Song by Kendrick Lamar

from the album Damn
- Recorded: 2017
- Genre: Jazz rap
- Length: 3:35
- Label: Top Dawg; Aftermath; Interscope;
- Songwriters: Kendrick Duckworth; Mark Spears;
- Producer: Sounwave;

= Feel (Kendrick Lamar song) =

"Feel" (stylized as "FEEL.") is a song by American rapper Kendrick Lamar, from his fourth studio album Damn, released on April 14, 2017. The fifth track on the album (tenth on the Collector's Edition of Damn), the song was written by Lamar and Mark Spears, Sounwave, and produced by Sounwave. The song features bass from bass guitarist Thundercat and vocals from Chelsea Blythe. The song originally had a music video which was not released, but leaked on YouTube.

== Lyrics ==
The song sees Lamar taking a deeper look into the void and isolation caused by fame and success, specifically how he feels detached from his family and friends.

A common recurrence in "Feel" is the phrase "Ain't nobody prayin' for me", a sentiment that Lamar "revisits elsewhere".

== Critical reception ==
In a positive review, writers of Rolling Stone magazine said "with round, textured notes from the Grammy-winning bass virtuoso Thundercat and a rickety, rim-shot drum pulse, "Feel" nods to the live-musician inflections of To Pimp a Butterfly – or the sixth track from last year's untitled unmastered. Ann Powers of NPR Music also gave a positive review, saying "Feel" was the first song that "jumped out" at her on Damn. Powers also commented that the song is reminiscent of To Pimp a Butterfly.

== Samples ==
The song contains a sample of the song "Stormy" by American musician O. C. Smith from the album For Once in My Life. It also contains interpolations from "Don't Let Me Down" by Fleurie from the album Love and War.

==Live performances==
Lamar has performed "Feel" as an encore on the Damn tour.
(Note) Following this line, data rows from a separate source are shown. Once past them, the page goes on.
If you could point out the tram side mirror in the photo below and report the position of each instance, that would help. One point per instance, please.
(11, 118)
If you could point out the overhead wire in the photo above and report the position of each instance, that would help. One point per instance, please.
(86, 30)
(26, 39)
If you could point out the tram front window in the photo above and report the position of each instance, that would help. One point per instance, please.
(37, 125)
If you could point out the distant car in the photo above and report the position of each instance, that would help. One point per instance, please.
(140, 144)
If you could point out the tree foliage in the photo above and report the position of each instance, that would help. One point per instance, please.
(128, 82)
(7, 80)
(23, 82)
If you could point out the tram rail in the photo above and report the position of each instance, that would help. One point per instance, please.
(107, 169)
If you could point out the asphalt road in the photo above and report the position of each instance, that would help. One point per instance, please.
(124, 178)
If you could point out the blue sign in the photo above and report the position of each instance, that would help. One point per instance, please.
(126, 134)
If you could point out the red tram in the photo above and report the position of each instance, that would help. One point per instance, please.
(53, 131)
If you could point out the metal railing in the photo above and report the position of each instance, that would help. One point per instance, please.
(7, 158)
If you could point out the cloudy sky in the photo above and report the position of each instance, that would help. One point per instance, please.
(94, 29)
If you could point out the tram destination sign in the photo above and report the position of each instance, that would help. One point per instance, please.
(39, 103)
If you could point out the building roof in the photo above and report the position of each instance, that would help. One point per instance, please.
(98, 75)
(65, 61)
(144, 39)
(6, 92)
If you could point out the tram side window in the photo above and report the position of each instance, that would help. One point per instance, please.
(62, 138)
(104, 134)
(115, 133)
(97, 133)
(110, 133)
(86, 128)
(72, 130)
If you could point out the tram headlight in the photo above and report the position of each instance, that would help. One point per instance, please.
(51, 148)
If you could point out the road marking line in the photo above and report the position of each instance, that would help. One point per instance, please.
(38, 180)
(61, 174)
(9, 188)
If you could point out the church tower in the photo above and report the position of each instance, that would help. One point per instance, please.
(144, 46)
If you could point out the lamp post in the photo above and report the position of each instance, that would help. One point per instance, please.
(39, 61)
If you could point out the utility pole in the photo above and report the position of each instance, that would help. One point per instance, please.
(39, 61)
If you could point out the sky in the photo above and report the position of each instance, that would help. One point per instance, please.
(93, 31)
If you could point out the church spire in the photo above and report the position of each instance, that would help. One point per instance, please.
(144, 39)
== Credits and personnel ==
Credits adapted from the official Damn digital booklet.
- Kendrick Lamar – songwriter
- Mark Spears – songwriter, producer, mixing
- Thundercat – bass
- Chelsea Blythe – additional vocals
- Matt Schaeffer – additional guitar, mixing
- Derek Ali – mixing
- Tyler Page – mix assistant
- Cyrus Taghipour – mix assistant

== Charts ==

| Chart (2017) | Peak position |
|---|---|
| Austria (Ö3 Austria Top 40) | 66 |
| Canada Hot 100 (Billboard) | 30 |
| Czech Republic Singles Digital (ČNS IFPI) | 80 |
| France (SNEP) | 105 |
| Germany (GfK) | 82 |
| Ireland (IRMA) | 34 |
| Netherlands (Single Top 100) | 56 |
| New Zealand (Recorded Music NZ) | 32 |
| Portugal (AFP) | 28 |
| Slovakia Singles Digital (ČNS IFPI) | 41 |
| Sweden (Sverigetopplistan) | 51 |
| UK Singles (Official Charts) | 46 |
| US Billboard Hot 100 | 35 |
| US Hot R&B/Hip-Hop Songs (Billboard) | 21 |

==Certifications==

| Region | Certification | Certified units/sales |
| Australia (ARIA) | Gold | 35,000^{‡} |
| Canada (Music Canada) | Platinum | 80,000^{‡} |
| New Zealand (RMNZ) | Gold | 15,000^{‡} |
| United Kingdom (BPI) | Silver | 200,000^{‡} |
| United States (RIAA) | Gold | 500,000^{‡} |
^{‡} Sales+streaming figures based on certification alone.